O presidente da Colômbia, Juan Manuel Santos, anunciou esta quinta-feira que seu governo decidiu fechar as fonteiras com o Equador em solidariedade ao colega equatoriano, Rafael Correa, minutos antes de viajar para a Argentina para uma reunião da Unasul sobre a tentativa de golpe de Estado no Equador.

"Queremos condenar de forma enérgica, clara e contundente a tentativa de golpe que está ocorrendo no Equador e queremos dar todo o apoio ao presidente Correa, que foi o presidente eleito pelo povo equatoriano", disse Santos no aeroporto de Bogotá.

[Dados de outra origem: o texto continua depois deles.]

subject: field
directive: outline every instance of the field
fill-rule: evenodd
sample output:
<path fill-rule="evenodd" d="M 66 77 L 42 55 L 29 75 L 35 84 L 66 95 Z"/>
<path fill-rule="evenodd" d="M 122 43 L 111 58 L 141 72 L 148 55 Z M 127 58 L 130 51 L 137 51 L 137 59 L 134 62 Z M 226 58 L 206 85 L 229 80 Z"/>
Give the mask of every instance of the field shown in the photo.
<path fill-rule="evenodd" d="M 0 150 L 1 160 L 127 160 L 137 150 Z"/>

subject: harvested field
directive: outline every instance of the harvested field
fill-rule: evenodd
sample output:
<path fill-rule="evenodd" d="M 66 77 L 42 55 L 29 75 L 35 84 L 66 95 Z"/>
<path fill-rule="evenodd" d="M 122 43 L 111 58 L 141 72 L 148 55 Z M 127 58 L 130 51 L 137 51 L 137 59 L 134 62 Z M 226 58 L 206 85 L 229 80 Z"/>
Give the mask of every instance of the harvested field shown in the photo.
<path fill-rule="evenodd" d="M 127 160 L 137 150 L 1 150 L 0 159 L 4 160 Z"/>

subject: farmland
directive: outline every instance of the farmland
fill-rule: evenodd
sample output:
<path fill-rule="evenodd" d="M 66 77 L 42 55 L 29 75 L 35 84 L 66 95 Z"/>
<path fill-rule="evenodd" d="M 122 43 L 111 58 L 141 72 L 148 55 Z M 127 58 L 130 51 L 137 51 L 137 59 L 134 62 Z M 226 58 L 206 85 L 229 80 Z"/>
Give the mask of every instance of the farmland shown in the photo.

"Entrei em contato com a presidente da Argentina, Cristina Fernández, e concordamos com a convocação de uma reunião extraordinária e urgente da Unasul. Eu me comuniquei com o presidente do Peru, Alan García, e os dois países decidimos fechar as fronteiras com o Equador, como sinal político de solidariedade com o presidente Correa e a democracia equatoriana", disse o presidente.

Santos assegurou ter falado diretamente com Correa, que está em um hospital de Quito, após ter sido agredido por policiais e alguns militares, ao enfrentá-los por suas reivindicações sobre uma lei que corta seus ganhos.

"(Expressamos a Correa) todo o nosso apoio e solidariedade", disse.

"Esperamos que esta situação encontre um final pacífico e rápido. Para tanto vamos nos reunir com os presidentes da Unasul para ver como podemos contribuir para que a democracia equatoriana saia desse impasse", acrescentou.

O apoio declarado de Santos, presidente de direita, ao governo do socialista Rafael Correa revela uma melhora nas relações diplomáticas entre os dois países.

O Equador rompeu relações com a Colômbia em março de 2008, após um ataque militar colombiano a um acampamento das Farc em território equatoriano, no qual morreram 25 pessoas, entre elas o então número dois da guerrilha, Raúl Reyes.